Ripristinata la festività della Pasqua nello stato indiano del Manipur
La decisione di dichiarare lavorativi sabato 30 e domenica 31 privava molti cristiani delle celebrazioni pasquali e aveva sollevato le proteste dei cristiani
In India sabato e domenica sono giorni di riposo per gli uffici pubblici e quindi la Pasqua è sempre un giorno festino. Molti stati della federazione in cui i cristiani sono numerosi, si concede festivo anche il Venerdì Santo. Invece quest’anno le autorità dello stato indiano del Manipur, governato dal Bharatiya Janata Party (Bjp), il partito nazionalista indù che è anche il partito di governo a livello federale, hanno stabilito che il Sabato Santo e il giorno di Pasqua dovevano essere giornate lavorative per tutti i dipendenti degli uffici governativi, incluse le imprese del settore pubblico, gli enti autonomi e le società dipendenti dal governo.

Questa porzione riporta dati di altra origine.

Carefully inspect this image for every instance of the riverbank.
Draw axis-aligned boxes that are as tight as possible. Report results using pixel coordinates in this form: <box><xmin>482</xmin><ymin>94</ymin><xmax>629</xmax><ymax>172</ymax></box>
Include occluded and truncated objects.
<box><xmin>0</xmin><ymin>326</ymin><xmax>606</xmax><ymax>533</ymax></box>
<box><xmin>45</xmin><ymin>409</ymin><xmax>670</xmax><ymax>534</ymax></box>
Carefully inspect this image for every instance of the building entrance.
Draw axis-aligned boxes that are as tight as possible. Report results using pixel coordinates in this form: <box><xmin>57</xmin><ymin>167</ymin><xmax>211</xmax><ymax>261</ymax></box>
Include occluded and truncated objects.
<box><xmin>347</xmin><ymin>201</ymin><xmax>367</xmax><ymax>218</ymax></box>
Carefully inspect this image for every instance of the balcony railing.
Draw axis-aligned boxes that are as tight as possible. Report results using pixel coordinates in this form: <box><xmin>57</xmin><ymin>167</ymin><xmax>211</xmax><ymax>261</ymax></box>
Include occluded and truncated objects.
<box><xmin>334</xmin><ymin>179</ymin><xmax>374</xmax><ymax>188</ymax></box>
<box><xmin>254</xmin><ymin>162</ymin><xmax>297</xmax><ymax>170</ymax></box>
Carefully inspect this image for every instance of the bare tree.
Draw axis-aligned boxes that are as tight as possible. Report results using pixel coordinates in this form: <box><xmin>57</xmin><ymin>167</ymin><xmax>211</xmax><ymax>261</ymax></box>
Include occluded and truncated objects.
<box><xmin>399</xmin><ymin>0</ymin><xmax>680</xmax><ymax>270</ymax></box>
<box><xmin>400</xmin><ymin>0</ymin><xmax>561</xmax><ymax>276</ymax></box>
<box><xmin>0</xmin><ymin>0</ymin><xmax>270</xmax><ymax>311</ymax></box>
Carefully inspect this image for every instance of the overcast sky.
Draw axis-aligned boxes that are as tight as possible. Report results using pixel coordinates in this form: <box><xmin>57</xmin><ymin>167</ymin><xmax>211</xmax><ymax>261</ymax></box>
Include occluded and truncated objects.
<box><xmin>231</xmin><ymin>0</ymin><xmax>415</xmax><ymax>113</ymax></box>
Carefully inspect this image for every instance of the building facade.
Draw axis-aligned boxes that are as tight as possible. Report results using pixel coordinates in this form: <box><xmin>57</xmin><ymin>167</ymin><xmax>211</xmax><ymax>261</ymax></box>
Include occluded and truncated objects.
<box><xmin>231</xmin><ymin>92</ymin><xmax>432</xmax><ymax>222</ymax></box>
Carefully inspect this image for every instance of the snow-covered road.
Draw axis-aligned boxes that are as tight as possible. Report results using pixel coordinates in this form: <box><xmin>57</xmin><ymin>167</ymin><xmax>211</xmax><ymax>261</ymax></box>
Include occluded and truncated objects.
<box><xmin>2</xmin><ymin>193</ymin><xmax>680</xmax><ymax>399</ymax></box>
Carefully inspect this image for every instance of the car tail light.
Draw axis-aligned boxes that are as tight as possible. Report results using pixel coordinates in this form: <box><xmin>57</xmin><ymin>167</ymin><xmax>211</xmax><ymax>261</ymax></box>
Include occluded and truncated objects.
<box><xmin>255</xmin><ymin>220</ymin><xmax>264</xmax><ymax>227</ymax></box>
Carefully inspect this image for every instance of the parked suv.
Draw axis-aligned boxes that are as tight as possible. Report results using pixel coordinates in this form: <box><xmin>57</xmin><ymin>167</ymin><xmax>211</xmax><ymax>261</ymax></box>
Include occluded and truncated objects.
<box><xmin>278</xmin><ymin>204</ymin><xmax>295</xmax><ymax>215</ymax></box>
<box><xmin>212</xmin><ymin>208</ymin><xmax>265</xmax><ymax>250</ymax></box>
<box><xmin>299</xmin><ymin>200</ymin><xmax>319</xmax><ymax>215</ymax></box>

La decisione, annunciata il 27 marzo, ha sorpreso e rattristato, giudicata tanto più ingiusta dal momento che i cristiani nel Manipur costituiscono il 41% della popolazione. Sono quindi tanti i dipendenti pubblici, e i loro famigliari, che non avrebbero potuto celebrare la Pasqua seguendo le funzioni religiose, dedicando tempo alla convivialità e scambiando auguri e visite con parenti e vicini come avevano contato di fare. Lo United Christian Forum, un organo ecumenico con sede nella capitale New Delhi, per primo ha protestato e ha chiesto l’immediato ritiro dell’ordinanza, definita “incostituzionale, contraria a tutte le norme le relative ai giorni festivi”. Ancora una volta, ha dichiarato, “il Bjp ha riaffermato la sua posizione anti-cristiana”. Altre proteste sono seguite che hanno sortito l’esito sperato. Il governatore che nell’ordinanza si era detto “lieto di poter dichiarare sabato 30 e domenica 31 marzo come giorni lavorativi” ha revocato la decisione il 28 marzo.
Le comunità cristiane del Manipur hanno particolarmente bisogno di raccogliersi, meditare, pregare durante la settimana santa perché dal maggio 2023 nello Stato sono in corso violenti scontri etnici tra la minoranza indù Meitei e i Kuki che sono in prevalenza cristiani. Proprio per questo emettere un’ordinanza dal carattere divisino, che offende i cristiani equivale – avevano commentato le autorità religiose cristiane “equivale a a gettare sale sulle ferite”. All’origine del conflitto tra Meitei e Kuki, che ha già provocato almeno 219 morti, decine di migliaia di sfollati e la distruzione di quasi 350 edifici religiosi, in gran parte cristiani, c’è la decisione del governo di concedere ai Meitei, che già controllano parlamento e governo, lo status di tribali di cui godono i Kuki che offre benefici e alcune corsie preferenziali nell’accesso a posti di lavoro pubblici, all’istruzione superiore e alle cariche elettive, una norma intesa a promuovere le comunità etniche povere, marginali e svantaggiate. In pratica tutta la popolazione del Manipur godrebbe degli incentivi offerti ai tribali. Lo status di tribali inoltre consentirebbe ai Meitei di acquistare terreni e stabilirsi nelle zone collinari abitate dai Kuki, cosa che finora non è stata loro consentita proprio per tutelare i Kuki.